In The City

“Cities are where hope meets the streets”.

So said Mayor Kasim Reed, city leader of Atlanta, Georgia, USA. He added that “large governments are not functioning well at solving problems that affect people’s lives today”.

I sat alongside Mayor Reed yesterday at the United Nations building in New York assessing the way forward for cities and our developing need to offer solutions to our citizens in our world today.

In my contribution to the debate I explained that the current and growing challenges of the failures of democratic legitimacy, the challenge of climate change, the marginalisation of communities and the growth of inequality cannot be solved by the current model of government built on the nation state.
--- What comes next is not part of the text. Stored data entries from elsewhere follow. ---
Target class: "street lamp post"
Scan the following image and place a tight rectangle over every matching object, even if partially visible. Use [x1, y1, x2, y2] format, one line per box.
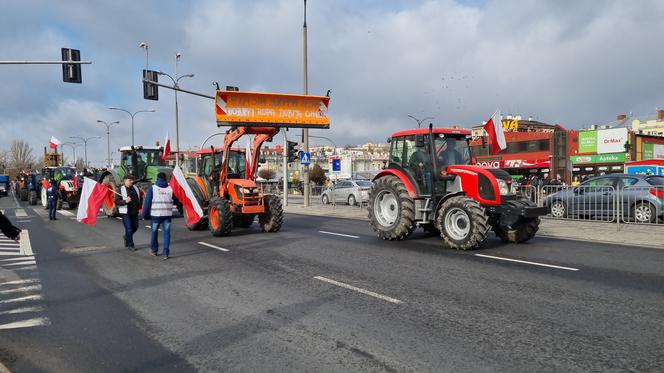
[69, 136, 101, 168]
[302, 0, 311, 207]
[107, 107, 155, 147]
[407, 115, 435, 128]
[97, 120, 120, 168]
[157, 60, 194, 167]
[61, 142, 79, 167]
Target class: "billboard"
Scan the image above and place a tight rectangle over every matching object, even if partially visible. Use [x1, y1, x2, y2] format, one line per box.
[643, 143, 664, 160]
[578, 128, 628, 154]
[570, 152, 625, 164]
[215, 91, 330, 128]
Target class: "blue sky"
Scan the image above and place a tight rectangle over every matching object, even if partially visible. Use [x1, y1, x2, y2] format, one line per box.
[1, 0, 663, 166]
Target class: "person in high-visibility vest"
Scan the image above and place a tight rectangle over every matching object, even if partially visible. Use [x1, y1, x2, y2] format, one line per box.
[115, 174, 141, 250]
[141, 172, 177, 260]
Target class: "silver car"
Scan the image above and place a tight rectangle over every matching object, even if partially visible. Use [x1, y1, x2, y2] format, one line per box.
[322, 179, 373, 206]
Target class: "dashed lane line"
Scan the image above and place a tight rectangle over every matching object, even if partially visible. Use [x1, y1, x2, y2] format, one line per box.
[197, 242, 229, 252]
[314, 276, 403, 304]
[319, 231, 360, 239]
[473, 253, 580, 272]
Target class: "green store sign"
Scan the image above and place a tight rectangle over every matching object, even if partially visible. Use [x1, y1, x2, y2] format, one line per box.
[579, 130, 597, 153]
[570, 152, 625, 164]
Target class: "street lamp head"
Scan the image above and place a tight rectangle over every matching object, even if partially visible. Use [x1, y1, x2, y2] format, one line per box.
[139, 42, 147, 49]
[147, 109, 156, 112]
[111, 121, 120, 125]
[176, 52, 182, 59]
[96, 120, 103, 123]
[108, 107, 119, 110]
[184, 73, 194, 78]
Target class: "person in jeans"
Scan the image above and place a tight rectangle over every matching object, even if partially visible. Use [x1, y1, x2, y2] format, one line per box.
[46, 178, 59, 221]
[115, 174, 141, 250]
[141, 172, 176, 260]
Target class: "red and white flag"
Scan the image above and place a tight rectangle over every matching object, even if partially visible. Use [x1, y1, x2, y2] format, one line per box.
[162, 132, 171, 162]
[170, 165, 203, 225]
[49, 136, 61, 149]
[245, 136, 253, 178]
[76, 177, 109, 226]
[483, 109, 506, 155]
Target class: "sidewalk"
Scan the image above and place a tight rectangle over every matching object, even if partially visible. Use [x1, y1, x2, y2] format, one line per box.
[283, 204, 663, 249]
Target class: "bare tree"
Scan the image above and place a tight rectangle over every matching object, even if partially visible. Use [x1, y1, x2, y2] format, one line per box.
[257, 167, 277, 181]
[9, 140, 35, 173]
Steve Crawshaw, Director of the Office of the Secretary General of Amnesty International put it this way: “we are living with the failure of national government and governance”.

I argued that we must have a re-balancing of sovereignty, with cities having more powers and flexibility and for access to the benefit of our own economic growth. We need the power to shape both what happens within our boundaries and the national and international context within which we live.
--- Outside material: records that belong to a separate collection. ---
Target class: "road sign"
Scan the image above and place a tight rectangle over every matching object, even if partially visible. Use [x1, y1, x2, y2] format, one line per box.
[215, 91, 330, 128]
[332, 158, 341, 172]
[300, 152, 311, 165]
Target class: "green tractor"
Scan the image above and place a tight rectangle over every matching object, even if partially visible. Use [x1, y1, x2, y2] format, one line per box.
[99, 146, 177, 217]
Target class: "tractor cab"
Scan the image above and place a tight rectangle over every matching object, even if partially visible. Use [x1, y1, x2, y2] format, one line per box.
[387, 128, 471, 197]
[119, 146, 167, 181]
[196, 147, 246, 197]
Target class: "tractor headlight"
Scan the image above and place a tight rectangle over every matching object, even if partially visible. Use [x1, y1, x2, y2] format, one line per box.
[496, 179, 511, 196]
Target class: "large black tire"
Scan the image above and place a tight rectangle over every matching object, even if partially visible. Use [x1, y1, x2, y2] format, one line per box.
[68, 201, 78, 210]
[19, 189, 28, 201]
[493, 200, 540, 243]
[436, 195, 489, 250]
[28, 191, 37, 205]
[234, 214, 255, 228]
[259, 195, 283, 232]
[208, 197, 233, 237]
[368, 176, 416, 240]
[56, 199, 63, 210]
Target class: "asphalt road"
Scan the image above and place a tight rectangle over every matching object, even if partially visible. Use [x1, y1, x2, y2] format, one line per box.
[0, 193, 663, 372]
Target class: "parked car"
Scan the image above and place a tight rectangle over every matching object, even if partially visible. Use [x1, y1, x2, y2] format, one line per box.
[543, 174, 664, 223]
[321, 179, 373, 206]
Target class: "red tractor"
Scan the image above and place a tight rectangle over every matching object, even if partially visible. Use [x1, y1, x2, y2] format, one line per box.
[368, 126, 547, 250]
The Mayor of New York invited Mayors and City Representatives from around the world to look at modern challenges and identify progressive solutions to the impact of migration and refugees on their cities.

The Global Mayors summit aims to bring cities together to work towards global solutions to global challenges that will have city outcomes. As well as the Mayor of New York, it is supported by the International Peace Institute and the Open Society Foundation.

One of the themes of the first morning was integration of migrants, the vast majority of whom flee to cites, from cities and then return to cities. Mayor Reed described Atlanta as “a city that was too busy to hate”. I hope we can describe Bristol in the same way.